La présence marocaine au Mali est plus visible dans les services. Des groupes marocains sont actifs dans la banque, les télécommunications, le ciment, l’agriculture et les services. Les banques marocaines occupent une place importante dans le système financier malien, tandis que Maroc Telecom est présent à travers Moov Africa Malitel. Ces implantations donnent au forum une base concrète, en dehors du seul commerce de marchandises.
L’agriculture constitue l’un des dossiers les plus avancés. En octobre 2024, OCP Africa, filiale du groupe marocain OCP, a signé avec le ministère malien de l’Agriculture un protocole d’accord soutenu par la Banque mondiale. Le partenariat porte sur la fertilité des sols, l’accès des petits producteurs aux intrants, la cartographie numérique des sols, les centres de services agricoles et l’entrepreneuriat agricole des jeunes et des femmes. OCP Africa indiquait avoir fourni 15 000 tonnes d’engrais au Mali durant la campagne 2023-2024, avec un approvisionnement prévu de 21 000 tonnes durant la campagne 2024-2025.

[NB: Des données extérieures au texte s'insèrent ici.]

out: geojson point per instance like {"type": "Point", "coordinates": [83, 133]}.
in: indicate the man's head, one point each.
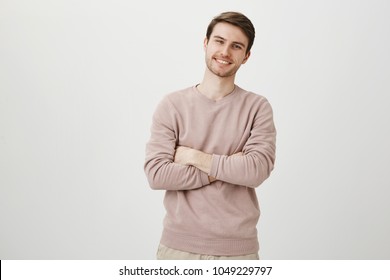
{"type": "Point", "coordinates": [236, 19]}
{"type": "Point", "coordinates": [227, 44]}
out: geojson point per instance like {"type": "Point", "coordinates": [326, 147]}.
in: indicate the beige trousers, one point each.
{"type": "Point", "coordinates": [166, 253]}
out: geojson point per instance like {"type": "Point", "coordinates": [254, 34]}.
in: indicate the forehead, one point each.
{"type": "Point", "coordinates": [229, 32]}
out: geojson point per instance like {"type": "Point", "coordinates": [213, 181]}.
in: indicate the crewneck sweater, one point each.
{"type": "Point", "coordinates": [217, 218]}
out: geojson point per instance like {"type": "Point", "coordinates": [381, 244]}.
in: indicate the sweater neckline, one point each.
{"type": "Point", "coordinates": [223, 100]}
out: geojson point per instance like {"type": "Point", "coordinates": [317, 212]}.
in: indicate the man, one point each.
{"type": "Point", "coordinates": [211, 145]}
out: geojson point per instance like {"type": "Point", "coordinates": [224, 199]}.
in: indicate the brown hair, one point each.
{"type": "Point", "coordinates": [236, 19]}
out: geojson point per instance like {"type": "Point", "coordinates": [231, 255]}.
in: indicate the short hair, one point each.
{"type": "Point", "coordinates": [236, 19]}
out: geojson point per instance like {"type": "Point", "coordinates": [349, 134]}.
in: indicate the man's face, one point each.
{"type": "Point", "coordinates": [226, 49]}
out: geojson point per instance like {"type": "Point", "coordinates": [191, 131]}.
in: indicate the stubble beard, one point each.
{"type": "Point", "coordinates": [220, 74]}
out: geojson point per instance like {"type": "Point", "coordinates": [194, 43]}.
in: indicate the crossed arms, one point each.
{"type": "Point", "coordinates": [172, 167]}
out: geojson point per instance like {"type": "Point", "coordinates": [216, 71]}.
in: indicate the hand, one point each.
{"type": "Point", "coordinates": [183, 155]}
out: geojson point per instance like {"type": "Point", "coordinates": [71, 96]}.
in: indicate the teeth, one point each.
{"type": "Point", "coordinates": [222, 61]}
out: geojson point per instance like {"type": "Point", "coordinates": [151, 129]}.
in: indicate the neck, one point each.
{"type": "Point", "coordinates": [215, 87]}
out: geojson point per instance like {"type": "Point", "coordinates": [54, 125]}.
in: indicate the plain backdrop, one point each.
{"type": "Point", "coordinates": [80, 79]}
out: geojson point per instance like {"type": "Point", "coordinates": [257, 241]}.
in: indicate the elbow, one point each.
{"type": "Point", "coordinates": [262, 172]}
{"type": "Point", "coordinates": [152, 175]}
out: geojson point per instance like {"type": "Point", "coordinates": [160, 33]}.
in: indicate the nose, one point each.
{"type": "Point", "coordinates": [225, 50]}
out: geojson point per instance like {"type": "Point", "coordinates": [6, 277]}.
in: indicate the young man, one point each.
{"type": "Point", "coordinates": [211, 145]}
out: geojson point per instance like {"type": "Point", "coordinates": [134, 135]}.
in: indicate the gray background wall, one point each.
{"type": "Point", "coordinates": [79, 81]}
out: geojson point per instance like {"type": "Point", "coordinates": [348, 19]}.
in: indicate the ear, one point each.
{"type": "Point", "coordinates": [205, 42]}
{"type": "Point", "coordinates": [246, 57]}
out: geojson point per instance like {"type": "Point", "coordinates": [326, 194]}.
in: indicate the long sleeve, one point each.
{"type": "Point", "coordinates": [258, 158]}
{"type": "Point", "coordinates": [161, 171]}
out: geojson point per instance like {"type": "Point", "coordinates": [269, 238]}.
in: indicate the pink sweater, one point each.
{"type": "Point", "coordinates": [218, 218]}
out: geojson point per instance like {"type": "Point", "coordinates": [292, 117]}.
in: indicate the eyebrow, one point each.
{"type": "Point", "coordinates": [235, 42]}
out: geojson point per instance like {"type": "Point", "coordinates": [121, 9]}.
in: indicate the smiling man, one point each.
{"type": "Point", "coordinates": [211, 145]}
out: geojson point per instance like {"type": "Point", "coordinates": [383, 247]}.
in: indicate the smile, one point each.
{"type": "Point", "coordinates": [222, 61]}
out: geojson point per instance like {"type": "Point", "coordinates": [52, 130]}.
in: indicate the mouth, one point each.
{"type": "Point", "coordinates": [222, 61]}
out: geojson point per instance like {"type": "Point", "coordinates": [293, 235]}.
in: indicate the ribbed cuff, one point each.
{"type": "Point", "coordinates": [214, 166]}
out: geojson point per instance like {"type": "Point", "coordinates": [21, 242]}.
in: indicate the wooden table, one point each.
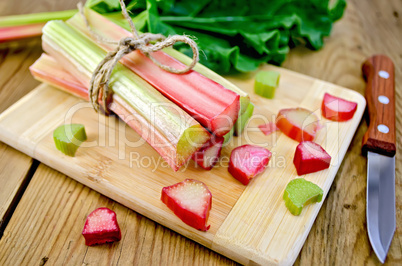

La santé et l’énergie occupent aussi une place importante. En avril 2026, une délégation marocaine composée de représentants du ministère marocain de la Santé et de l’Office national de l’électricité et de l’eau potable a été reçue à Bamako. Les échanges ont porté sur le renforcement des structures hospitalières, l’industrie biomédicale et pharmaceutique, l’amélioration du plateau technique, la formation des ressources humaines, ainsi que la production, le transport et la distribution de l’électricité.
La formation reste un autre axe de coopération. Les deux pays ont évoqué l’augmentation du nombre de bourses accordées aux étudiants maliens, désormais porté à 300 par an. La coopération religieuse garde également une place importante, avec la formation d’imams maliens au Maroc depuis 2014.
La relance du Conseil d’affaires Mali-Maroc, annoncée début juin par le Conseil national du patronat du Mali, doit accompagner la rencontre de juillet. Cette plateforme vise à rapprocher les opérateurs économiques, à identifier des projets et à faciliter les partenariats. Les entreprises maliennes attendent notamment un meilleur accès au marché marocain, des possibilités de financement et des partenariats capables de renforcer la transformation locale.
La Grande Commission mixte de coopération doit donner un cadre institutionnel à cette dynamique. Les deux pays avaient signé 17 accords et conventions en février 2014 à Bamako, dans des domaines comme la santé, l’investissement, la formation, l’énergie, l’eau, les télécommunications, les transports, l’agriculture et les mines. Le rendez-vous du 23 juillet sera observé sur sa capacité à relancer les accords existants, à préciser les projets prioritaires et à produire des engagements suivis.
Le Mali cherche à attirer des investissements dans un contexte économique et sécuritaire difficile. Le Maroc, déjà présent dans plusieurs secteurs, poursuit son ancrage économique en Afrique de l’Ouest. À Bamako, le forum d’affaires devra donc servir de passerelle entre les annonces diplomatiques et les projets capables de créer de la valeur, des services et des emplois.